Let $p$ be an odd prime. I am interested in how many quadratic residues $a$ sre there such that $a+1$ is also a quadratic residue modulo $p$. I am sure that this number is
$$
\frac{p-6+\text{mod}(p,4)}{4},
$$
but I have neither proof nor reference. It is a particular case of the question in the title: if $a$ and $b$ are quadratic residues modulo $p$, when is $a+b$ also a quadratic residue modulo $p$?

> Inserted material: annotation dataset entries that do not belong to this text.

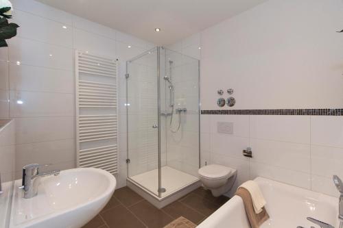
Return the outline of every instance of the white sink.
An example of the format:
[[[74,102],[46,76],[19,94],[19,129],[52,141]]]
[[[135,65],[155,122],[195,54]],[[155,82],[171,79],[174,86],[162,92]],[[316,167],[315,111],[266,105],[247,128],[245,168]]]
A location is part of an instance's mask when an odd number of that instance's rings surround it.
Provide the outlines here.
[[[43,177],[38,194],[24,199],[16,180],[10,227],[79,228],[95,216],[110,200],[116,179],[107,171],[80,168]]]

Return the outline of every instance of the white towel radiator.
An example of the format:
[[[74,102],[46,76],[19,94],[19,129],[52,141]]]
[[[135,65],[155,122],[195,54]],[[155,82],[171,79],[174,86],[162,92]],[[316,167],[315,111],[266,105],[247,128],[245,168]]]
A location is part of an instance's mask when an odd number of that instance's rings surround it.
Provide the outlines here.
[[[117,61],[75,53],[78,167],[118,173]]]

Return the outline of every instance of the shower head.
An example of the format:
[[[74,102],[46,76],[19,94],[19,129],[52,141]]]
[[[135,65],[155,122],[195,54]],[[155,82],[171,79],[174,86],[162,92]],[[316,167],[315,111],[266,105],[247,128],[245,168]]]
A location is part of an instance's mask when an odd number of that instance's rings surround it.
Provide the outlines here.
[[[340,179],[340,177],[338,177],[336,175],[334,175],[333,183],[335,183],[335,186],[336,186],[336,188],[338,190],[338,191],[341,194],[343,194],[343,183],[342,182],[342,180]]]
[[[169,77],[168,76],[165,76],[163,77],[163,79],[165,79],[165,81],[168,81],[169,83],[172,84],[172,81],[170,80]]]

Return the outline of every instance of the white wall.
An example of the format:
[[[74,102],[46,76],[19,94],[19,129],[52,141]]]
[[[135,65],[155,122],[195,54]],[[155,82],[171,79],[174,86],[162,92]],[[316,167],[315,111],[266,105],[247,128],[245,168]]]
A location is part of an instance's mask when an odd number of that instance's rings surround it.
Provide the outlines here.
[[[236,186],[258,176],[338,196],[343,177],[343,118],[319,116],[202,115],[202,164],[238,170]],[[233,123],[233,134],[217,131]],[[247,147],[253,157],[242,155]],[[233,193],[233,192],[232,192]]]
[[[16,158],[15,121],[0,120],[0,175],[1,183],[14,179]]]
[[[118,58],[122,90],[126,60],[154,45],[32,0],[12,2],[12,21],[21,27],[10,47],[0,49],[0,117],[16,120],[16,177],[23,165],[32,162],[53,164],[49,168],[73,168],[75,49]],[[125,91],[119,93],[120,108],[124,108]],[[123,117],[119,120],[123,145]],[[119,149],[118,187],[125,185],[125,149]]]
[[[340,0],[270,0],[193,36],[202,47],[202,110],[342,108],[343,36],[335,31],[342,12]],[[217,90],[230,88],[237,103],[220,108]],[[332,175],[343,178],[342,121],[202,115],[201,163],[237,168],[236,186],[262,176],[338,196]],[[218,134],[217,122],[233,123],[233,134]],[[252,159],[242,156],[247,147]]]
[[[341,0],[270,0],[203,31],[202,109],[229,88],[235,109],[342,107],[342,12]]]

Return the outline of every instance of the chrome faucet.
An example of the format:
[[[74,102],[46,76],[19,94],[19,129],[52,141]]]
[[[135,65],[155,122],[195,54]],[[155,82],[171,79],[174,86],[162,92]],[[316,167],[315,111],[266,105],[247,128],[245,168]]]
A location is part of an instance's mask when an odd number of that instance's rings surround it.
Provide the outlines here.
[[[340,193],[338,209],[338,218],[340,219],[340,228],[343,228],[343,183],[342,180],[336,175],[333,175],[333,183],[337,190]]]
[[[319,220],[314,219],[311,217],[307,217],[307,220],[310,222],[314,223],[314,224],[318,225],[318,226],[320,227],[320,228],[335,228],[334,227],[331,226],[330,224],[325,223],[324,222],[320,221]],[[304,228],[303,227],[297,227],[296,228]],[[314,227],[311,227],[311,228],[314,228]]]
[[[60,170],[54,170],[44,173],[39,173],[39,168],[42,166],[49,166],[49,164],[40,165],[38,164],[32,164],[25,166],[23,168],[22,186],[24,190],[24,198],[29,199],[37,195],[39,177],[50,175],[57,176],[60,174]]]

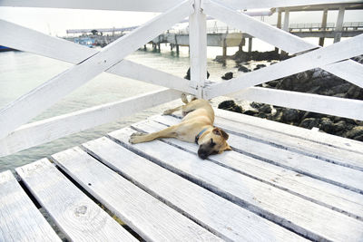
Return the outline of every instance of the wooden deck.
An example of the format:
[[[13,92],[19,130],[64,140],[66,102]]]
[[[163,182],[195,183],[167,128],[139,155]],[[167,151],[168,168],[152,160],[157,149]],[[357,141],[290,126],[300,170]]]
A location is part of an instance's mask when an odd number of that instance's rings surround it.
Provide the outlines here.
[[[16,169],[20,183],[0,173],[0,241],[60,240],[35,204],[73,241],[363,240],[362,142],[216,114],[233,151],[209,160],[174,139],[131,145],[179,121],[153,116]]]

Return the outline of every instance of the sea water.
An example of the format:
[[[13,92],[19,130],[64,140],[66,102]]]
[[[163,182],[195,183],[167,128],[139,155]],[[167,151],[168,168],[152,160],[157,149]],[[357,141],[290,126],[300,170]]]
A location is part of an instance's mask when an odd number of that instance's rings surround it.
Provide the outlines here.
[[[181,47],[181,53],[177,55],[175,52],[171,52],[169,45],[162,44],[160,53],[153,52],[152,47],[148,45],[146,52],[142,50],[136,51],[127,56],[126,59],[183,78],[190,67],[188,50],[188,47]],[[237,50],[238,48],[229,48],[228,54],[233,54]],[[270,49],[266,47],[266,50],[270,51]],[[227,60],[225,65],[213,61],[215,56],[221,55],[221,48],[208,47],[208,72],[211,73],[210,79],[222,82],[221,77],[227,72],[233,72],[235,76],[242,74],[242,73],[237,71],[236,63],[232,60]],[[251,63],[249,67],[253,69],[254,65],[258,63]],[[72,64],[68,63],[25,52],[0,53],[0,109],[71,66]],[[160,86],[103,73],[57,102],[31,121],[111,102],[121,101],[160,88]],[[217,98],[212,100],[211,102],[213,105],[218,105],[222,100],[223,98]],[[16,167],[39,159],[49,157],[54,153],[102,137],[107,132],[129,126],[151,115],[161,113],[165,109],[181,104],[181,101],[165,103],[135,113],[134,115],[122,118],[112,123],[101,125],[7,157],[0,158],[0,172],[6,169],[14,169]]]

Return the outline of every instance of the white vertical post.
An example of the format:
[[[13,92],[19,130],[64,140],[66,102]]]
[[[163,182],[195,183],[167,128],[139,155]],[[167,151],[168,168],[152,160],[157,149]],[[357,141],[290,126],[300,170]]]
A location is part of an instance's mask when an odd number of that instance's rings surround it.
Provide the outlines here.
[[[189,44],[191,88],[197,90],[197,97],[203,98],[207,78],[207,22],[201,8],[202,0],[194,0],[194,13],[189,16]]]
[[[284,17],[284,25],[283,25],[283,30],[286,32],[289,32],[289,10],[286,9],[285,10],[285,17]]]
[[[337,24],[335,26],[334,43],[339,42],[341,38],[341,32],[343,31],[344,11],[344,6],[340,6],[339,13],[338,14]]]

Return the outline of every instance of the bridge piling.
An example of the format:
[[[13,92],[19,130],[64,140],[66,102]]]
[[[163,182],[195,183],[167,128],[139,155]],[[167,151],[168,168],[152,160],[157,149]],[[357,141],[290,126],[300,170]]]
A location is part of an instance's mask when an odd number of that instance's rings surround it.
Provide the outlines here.
[[[321,21],[321,31],[327,30],[328,8],[324,8],[323,19]],[[324,46],[324,37],[319,39],[319,45]]]
[[[334,43],[339,42],[341,38],[341,32],[343,31],[344,12],[345,12],[344,6],[340,6],[335,28],[336,34],[334,36]]]

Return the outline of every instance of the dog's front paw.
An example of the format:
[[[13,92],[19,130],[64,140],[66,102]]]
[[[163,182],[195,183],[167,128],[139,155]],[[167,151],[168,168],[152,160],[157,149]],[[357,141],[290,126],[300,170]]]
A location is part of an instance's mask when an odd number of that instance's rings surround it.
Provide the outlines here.
[[[144,136],[145,133],[142,132],[134,132],[132,135],[130,135],[129,142],[132,144],[136,144],[142,142],[142,137]]]
[[[172,110],[166,110],[162,112],[162,115],[171,115],[172,113]]]

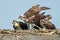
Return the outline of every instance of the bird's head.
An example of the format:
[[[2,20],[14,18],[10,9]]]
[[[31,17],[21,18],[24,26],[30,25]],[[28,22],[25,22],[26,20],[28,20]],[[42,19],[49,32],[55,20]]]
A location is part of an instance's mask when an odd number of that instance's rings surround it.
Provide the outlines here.
[[[28,22],[28,21],[29,21],[26,16],[22,16],[22,15],[21,15],[21,16],[19,16],[18,18],[21,19],[21,20],[23,20],[24,22]]]

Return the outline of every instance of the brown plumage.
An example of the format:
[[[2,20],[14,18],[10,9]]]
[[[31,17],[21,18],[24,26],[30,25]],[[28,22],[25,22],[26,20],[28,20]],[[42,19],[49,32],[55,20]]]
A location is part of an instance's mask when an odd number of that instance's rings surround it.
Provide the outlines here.
[[[49,7],[41,7],[40,5],[32,6],[27,12],[24,13],[26,17],[31,17],[33,15],[39,14],[43,10],[48,10]]]

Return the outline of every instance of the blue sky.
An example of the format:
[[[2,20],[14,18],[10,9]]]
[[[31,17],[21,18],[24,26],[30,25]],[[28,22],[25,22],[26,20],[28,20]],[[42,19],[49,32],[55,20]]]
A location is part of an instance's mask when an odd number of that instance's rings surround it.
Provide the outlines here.
[[[51,8],[46,14],[52,15],[52,22],[60,29],[60,0],[0,0],[0,29],[13,29],[13,19],[18,20],[19,15],[36,4]]]

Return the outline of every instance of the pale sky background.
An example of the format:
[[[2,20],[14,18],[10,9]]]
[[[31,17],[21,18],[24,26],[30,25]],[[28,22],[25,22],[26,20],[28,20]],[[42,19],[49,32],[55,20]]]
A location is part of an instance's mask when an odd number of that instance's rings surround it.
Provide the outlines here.
[[[52,23],[60,29],[60,0],[0,0],[0,29],[13,29],[12,20],[18,20],[19,15],[36,4],[51,8],[46,14],[52,15]]]

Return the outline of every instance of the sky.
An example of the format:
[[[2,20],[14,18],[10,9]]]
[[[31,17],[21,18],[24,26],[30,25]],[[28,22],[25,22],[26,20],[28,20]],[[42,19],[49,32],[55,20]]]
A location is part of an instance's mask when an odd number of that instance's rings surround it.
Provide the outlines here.
[[[19,15],[36,4],[51,8],[44,12],[52,16],[51,22],[60,29],[60,0],[0,0],[0,29],[13,29],[12,21],[19,20]]]

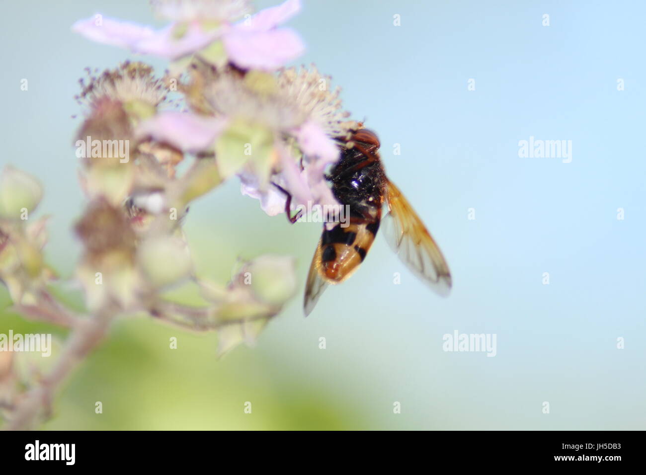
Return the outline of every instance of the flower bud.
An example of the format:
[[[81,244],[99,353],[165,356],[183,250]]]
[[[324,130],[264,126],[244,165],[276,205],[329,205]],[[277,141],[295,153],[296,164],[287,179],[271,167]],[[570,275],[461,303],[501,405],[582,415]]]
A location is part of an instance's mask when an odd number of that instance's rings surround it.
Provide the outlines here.
[[[0,175],[0,216],[21,218],[36,209],[43,198],[43,187],[28,173],[7,165]]]

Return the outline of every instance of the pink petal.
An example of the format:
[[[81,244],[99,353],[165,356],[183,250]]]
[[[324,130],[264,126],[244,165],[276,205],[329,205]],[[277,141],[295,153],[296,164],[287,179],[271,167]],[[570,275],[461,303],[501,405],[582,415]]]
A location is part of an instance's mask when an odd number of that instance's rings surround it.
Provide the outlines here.
[[[322,159],[324,164],[319,165],[322,168],[339,160],[339,147],[315,122],[308,121],[298,127],[296,131],[296,138],[306,155]]]
[[[260,207],[269,216],[276,216],[285,212],[285,202],[287,196],[275,186],[262,192],[258,189],[258,180],[253,174],[242,173],[238,174],[240,178],[240,192],[243,195],[255,198],[260,202]]]
[[[105,45],[128,48],[133,52],[151,54],[169,59],[201,50],[215,41],[221,34],[219,30],[205,31],[199,22],[189,23],[180,38],[175,36],[176,23],[171,23],[161,30],[153,30],[129,21],[96,16],[79,20],[72,30],[87,38]]]
[[[140,124],[136,135],[140,138],[151,137],[179,150],[194,153],[213,147],[225,125],[224,119],[168,111]]]
[[[300,10],[300,0],[287,0],[280,5],[258,12],[248,20],[236,23],[235,28],[246,32],[267,31],[285,23]]]
[[[141,39],[155,34],[149,26],[109,18],[100,14],[79,20],[72,25],[72,30],[94,41],[121,48],[131,48]]]
[[[286,28],[251,33],[232,30],[223,40],[229,59],[241,68],[277,69],[305,51],[300,37]]]
[[[300,167],[295,161],[289,150],[281,146],[278,148],[278,152],[280,164],[282,165],[282,180],[280,184],[291,194],[293,205],[304,204],[306,206],[307,201],[313,198],[306,179],[306,176],[301,171]]]
[[[176,24],[172,23],[149,37],[142,38],[132,47],[134,52],[176,59],[208,46],[221,34],[219,30],[204,31],[197,22],[189,23],[180,38],[175,37]]]

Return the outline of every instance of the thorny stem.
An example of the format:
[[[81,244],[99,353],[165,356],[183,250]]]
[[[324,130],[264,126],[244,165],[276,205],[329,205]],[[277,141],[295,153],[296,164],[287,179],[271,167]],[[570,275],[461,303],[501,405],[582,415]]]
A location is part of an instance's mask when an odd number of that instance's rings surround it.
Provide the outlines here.
[[[66,308],[48,292],[42,291],[39,294],[39,305],[14,305],[13,310],[24,317],[32,320],[53,323],[59,326],[73,328],[84,319]]]
[[[5,429],[30,428],[42,410],[46,414],[49,413],[57,388],[101,341],[114,317],[116,310],[114,305],[106,305],[91,319],[77,322],[54,368],[16,403]]]

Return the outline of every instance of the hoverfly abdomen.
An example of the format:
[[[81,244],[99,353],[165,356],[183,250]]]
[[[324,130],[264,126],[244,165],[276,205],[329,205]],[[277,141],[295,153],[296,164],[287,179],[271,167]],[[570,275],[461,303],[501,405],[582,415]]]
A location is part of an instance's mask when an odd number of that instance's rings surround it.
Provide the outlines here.
[[[340,141],[340,139],[339,139]],[[328,284],[349,277],[375,240],[386,204],[386,233],[406,265],[441,295],[451,288],[451,274],[433,238],[399,189],[388,180],[379,159],[379,140],[365,129],[341,145],[341,156],[328,179],[337,200],[348,207],[349,225],[323,229],[307,275],[304,310],[309,313]],[[388,231],[388,229],[386,229]],[[389,237],[390,236],[390,237]]]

I came into this question when counting the number of diophantine $2$-tuples modulo $p$, that is, the number of pairs $\{ a,b\}\subset \mathbb{Z}^*_p$ such that $ab+1$ is a quadratic residue modulo $p$.
Best Answer
Here's a copy-paste of something I wrote up a while ago:
Lemma: Let $q$ be odd, and let $Q$ be the set of quadratic residues (including $0$) in $\mathbb F_q$. Then the number of elements $s_q(c)$ in $\{x^2+c|x \in \mathbb{F}_q\} \cap Q$ is given by \begin{array}{|c|c|c|} \hline & c \in Q & c \notin Q \\ \hline -1 \in Q & \frac{q+3}{4} & \frac{q-1}{4} \\ \hline -1 \notin Q & \frac{q+1}{4} & \frac{q+1}{4} \\ \hline \end{array}
Proof: If, for $x,y,c\in \mathbb{F}_q,\ c \neq 0$ we have $x^2+c=y^2$, then $c=y^2-x^2=(y-x)(y+x)$. Now for all the $q-1$ elements $d\in \mathbb{F}_q^{\ast}$, we can let $y-x=d$ and $y+x=\frac{c}{d}$. But the pairs $(d,\frac{c}{d}),(-d,\frac{c}{-d}),(\frac{c}{d},d),(\frac{c}{-d},-d)$ all give the same value of $y^2=\frac{1}{4}(d+c/d)^2$. Also, as $q$ is odd, $d\neq -d\ \forall d$. But if $c\in Q$, for $2$ values of $d$ we have $d=\frac{c}{d}$ and if $-c\in Q$, for 2 values of $d$ we have $d=\frac{c}{-d}$. So we have $$ s_q(c) = \left\{ \begin{array}{rcll} \frac{\frac{q-1}{2}-2}{2}+2 & = & \frac{q+3}{4} & if\ c\in Q,\ -c\in Q \\ \frac{\frac{q-1}{2}-1}{2}+1 & = & \frac{q+1}{4} & if\ c\in Q,\ -c\notin Q \\ \frac{\frac{q-1}{2}-1}{2}+1 & = & \frac{q+1}{4} & if\ c\notin Q,\ -c\in Q \\ & & \frac{q-1}{4} & if\ c\notin Q,\ -c\notin Q \end{array} \right. $$ and hence the result.